US commercial real estate lending markets expanded in Q3 this year as capital markets remained favourable to borrowers despite the observed uncertainty of global economy in Q1 2016 due to Britain’s late-June vote to exit the European Union (EU), as reported by CBRE Group.
Since investors moved into treasuries and other debt instruments after Brexit, the US capital market is considered as safe haven to invest.
CBRE Lending Momentum Index – tracking the pace of US commercial loan closings – has shown some positivity with 4.3 per cent which indicates the gradual recovery in loan closings since March. This increased lending momentum index is encouraging especially amidst uncertain capital markets and the direction of US interest rates.

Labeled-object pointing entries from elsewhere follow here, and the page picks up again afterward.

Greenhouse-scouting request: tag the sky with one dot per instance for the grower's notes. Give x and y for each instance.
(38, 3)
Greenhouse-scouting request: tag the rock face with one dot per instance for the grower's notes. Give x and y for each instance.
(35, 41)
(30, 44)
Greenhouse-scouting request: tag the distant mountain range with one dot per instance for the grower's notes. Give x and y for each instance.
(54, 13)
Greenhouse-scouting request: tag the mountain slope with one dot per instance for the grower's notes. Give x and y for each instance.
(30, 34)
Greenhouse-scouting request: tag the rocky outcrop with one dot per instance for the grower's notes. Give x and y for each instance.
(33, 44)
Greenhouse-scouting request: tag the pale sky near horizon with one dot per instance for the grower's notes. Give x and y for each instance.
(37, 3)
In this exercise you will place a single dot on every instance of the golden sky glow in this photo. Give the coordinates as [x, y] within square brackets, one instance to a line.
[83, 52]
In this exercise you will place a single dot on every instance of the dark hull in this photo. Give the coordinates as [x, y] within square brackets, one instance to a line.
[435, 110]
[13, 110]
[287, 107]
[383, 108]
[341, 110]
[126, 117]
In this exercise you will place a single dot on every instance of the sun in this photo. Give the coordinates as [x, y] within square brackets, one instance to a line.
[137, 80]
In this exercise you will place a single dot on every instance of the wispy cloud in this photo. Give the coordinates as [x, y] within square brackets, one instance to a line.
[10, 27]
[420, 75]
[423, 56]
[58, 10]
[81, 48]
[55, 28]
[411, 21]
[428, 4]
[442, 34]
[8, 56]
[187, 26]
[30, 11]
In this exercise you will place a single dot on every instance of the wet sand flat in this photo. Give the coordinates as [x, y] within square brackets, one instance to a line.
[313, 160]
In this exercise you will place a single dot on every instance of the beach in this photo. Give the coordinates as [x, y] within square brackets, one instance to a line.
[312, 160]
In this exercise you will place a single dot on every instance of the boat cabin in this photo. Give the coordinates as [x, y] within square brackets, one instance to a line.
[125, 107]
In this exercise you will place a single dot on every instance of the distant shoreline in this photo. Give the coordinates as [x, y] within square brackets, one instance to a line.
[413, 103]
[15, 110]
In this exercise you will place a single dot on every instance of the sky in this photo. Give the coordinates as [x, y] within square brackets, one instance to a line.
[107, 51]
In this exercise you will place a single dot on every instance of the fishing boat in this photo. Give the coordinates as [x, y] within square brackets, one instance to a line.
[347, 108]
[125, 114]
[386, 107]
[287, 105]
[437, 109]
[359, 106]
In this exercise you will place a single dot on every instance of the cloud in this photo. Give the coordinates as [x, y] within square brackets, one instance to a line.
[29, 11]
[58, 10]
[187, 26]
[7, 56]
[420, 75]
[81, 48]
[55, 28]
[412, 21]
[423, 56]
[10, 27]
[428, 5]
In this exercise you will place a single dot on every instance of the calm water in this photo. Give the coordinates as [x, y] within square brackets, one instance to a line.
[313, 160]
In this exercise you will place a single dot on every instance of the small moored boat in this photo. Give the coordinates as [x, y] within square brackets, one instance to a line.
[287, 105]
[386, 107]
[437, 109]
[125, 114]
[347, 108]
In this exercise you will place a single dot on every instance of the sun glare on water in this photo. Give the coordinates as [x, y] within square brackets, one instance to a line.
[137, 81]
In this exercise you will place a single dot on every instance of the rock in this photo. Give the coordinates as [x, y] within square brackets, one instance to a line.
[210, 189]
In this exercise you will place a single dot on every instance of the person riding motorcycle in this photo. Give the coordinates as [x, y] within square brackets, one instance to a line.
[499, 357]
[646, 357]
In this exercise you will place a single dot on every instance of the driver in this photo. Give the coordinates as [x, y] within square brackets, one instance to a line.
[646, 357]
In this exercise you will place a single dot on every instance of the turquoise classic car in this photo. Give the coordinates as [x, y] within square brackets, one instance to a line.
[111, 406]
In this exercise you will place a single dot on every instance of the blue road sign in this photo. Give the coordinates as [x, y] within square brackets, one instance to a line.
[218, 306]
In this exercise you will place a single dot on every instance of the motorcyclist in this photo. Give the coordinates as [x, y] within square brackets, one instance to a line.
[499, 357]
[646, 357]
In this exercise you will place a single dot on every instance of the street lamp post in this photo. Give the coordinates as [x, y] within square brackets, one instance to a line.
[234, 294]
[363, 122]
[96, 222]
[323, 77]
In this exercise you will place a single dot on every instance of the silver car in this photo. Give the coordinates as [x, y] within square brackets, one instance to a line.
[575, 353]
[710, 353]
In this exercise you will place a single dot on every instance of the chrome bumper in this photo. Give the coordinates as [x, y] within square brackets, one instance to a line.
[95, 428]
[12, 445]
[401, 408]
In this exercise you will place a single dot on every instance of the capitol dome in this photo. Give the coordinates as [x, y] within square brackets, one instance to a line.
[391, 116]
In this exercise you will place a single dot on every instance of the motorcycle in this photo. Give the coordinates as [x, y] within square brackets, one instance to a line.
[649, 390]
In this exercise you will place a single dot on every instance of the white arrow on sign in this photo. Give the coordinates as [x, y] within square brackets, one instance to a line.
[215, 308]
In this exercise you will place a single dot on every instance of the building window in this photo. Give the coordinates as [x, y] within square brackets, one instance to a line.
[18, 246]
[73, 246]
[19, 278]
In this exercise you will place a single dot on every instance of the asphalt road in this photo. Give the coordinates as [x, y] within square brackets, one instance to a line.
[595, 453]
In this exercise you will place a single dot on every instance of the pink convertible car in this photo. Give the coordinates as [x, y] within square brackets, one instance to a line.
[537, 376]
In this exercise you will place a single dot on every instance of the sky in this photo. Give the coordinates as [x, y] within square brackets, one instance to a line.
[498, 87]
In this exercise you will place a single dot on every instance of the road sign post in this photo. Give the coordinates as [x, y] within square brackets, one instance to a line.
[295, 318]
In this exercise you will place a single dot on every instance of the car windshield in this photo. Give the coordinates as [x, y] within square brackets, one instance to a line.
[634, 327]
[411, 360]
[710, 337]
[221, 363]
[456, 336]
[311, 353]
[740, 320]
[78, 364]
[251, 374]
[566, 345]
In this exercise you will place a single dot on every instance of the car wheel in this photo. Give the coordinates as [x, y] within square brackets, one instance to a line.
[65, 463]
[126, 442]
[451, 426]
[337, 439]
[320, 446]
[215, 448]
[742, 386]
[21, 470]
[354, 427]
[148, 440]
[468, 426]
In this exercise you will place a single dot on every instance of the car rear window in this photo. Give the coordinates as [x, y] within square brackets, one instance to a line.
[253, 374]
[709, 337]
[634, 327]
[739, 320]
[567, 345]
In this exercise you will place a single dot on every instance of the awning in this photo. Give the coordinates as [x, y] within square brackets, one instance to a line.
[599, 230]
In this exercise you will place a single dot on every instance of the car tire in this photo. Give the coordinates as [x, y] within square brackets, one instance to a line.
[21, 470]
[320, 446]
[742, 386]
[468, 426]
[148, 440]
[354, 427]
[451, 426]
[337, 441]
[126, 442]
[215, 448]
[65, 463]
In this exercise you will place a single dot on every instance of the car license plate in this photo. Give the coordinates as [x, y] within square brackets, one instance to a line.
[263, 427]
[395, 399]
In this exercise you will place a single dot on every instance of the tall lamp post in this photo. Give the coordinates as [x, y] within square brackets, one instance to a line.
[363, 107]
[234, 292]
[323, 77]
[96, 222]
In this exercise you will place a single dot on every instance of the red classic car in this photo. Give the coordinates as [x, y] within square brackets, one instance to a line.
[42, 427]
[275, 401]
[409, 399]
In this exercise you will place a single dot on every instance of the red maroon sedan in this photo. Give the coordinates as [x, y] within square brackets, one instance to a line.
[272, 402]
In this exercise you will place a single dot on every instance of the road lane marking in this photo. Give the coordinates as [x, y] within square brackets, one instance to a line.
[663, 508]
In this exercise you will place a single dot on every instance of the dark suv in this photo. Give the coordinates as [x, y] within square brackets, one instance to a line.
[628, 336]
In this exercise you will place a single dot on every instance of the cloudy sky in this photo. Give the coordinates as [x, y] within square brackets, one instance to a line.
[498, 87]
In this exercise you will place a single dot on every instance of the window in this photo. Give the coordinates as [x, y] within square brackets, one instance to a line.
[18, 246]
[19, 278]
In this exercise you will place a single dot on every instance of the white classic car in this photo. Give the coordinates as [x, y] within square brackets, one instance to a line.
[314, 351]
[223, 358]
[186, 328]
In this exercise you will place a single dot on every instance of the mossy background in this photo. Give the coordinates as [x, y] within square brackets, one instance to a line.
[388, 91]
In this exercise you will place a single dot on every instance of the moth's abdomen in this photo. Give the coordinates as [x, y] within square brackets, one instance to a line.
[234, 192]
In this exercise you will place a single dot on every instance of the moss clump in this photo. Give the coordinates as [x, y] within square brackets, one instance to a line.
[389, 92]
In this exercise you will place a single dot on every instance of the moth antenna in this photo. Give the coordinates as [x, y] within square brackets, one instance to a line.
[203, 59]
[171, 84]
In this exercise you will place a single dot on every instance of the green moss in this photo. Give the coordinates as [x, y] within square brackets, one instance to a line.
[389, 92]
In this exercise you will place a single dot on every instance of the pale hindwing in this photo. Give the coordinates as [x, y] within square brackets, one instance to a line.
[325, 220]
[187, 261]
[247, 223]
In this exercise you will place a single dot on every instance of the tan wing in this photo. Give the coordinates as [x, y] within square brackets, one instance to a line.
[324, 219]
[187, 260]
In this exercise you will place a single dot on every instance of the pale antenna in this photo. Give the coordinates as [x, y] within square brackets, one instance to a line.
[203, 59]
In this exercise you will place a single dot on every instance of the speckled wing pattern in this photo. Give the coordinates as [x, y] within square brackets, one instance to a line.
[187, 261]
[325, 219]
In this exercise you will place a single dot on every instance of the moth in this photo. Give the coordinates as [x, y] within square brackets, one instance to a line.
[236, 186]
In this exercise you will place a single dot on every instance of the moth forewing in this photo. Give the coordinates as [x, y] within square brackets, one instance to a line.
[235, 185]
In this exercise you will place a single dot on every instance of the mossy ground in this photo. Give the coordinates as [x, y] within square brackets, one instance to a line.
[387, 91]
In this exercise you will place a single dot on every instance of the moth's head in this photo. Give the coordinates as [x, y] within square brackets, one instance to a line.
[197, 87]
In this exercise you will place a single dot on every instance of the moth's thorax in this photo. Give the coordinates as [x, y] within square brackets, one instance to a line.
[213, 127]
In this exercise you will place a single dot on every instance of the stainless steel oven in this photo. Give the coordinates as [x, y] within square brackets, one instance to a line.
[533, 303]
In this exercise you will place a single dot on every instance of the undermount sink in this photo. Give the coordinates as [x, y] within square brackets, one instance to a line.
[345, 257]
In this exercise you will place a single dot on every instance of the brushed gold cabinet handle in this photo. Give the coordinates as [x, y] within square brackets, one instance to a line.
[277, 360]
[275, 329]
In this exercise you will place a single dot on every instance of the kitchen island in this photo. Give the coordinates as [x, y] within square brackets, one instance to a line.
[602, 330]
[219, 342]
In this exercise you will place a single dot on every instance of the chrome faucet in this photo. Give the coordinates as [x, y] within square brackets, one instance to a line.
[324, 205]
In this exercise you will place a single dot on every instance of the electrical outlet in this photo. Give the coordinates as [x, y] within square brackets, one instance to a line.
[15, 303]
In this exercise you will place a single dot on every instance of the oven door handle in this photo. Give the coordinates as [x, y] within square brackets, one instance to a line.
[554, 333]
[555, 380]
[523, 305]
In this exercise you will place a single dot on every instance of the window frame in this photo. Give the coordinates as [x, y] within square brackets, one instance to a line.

Even life companies have seen a surge of 15 per cent in a lending volume approaching the top spot among non-agency commercial/multifamily lenders. Bank lending accounted for 31 per cent of lending volume in this quarter, which is lesser than 40 per cent plus market shares captured over the past several quarters. The main reason for this fall is the pressurized atmosphere created by regulators to tighten underwriting standards especially for construction and multifamily loans.
“Most capital sources have been expanding, despite signs that banks are becoming more conservative in their underwriting,” says Brian Stoffers, Global President, Debt & Structured Finance, CBRE Capital Markets. “Now that the election is over, investors are likely to focus on the Federal Reserve’s December policy meeting. It appears that markets are anticipating a greater likelihood of a short-term rate increase.”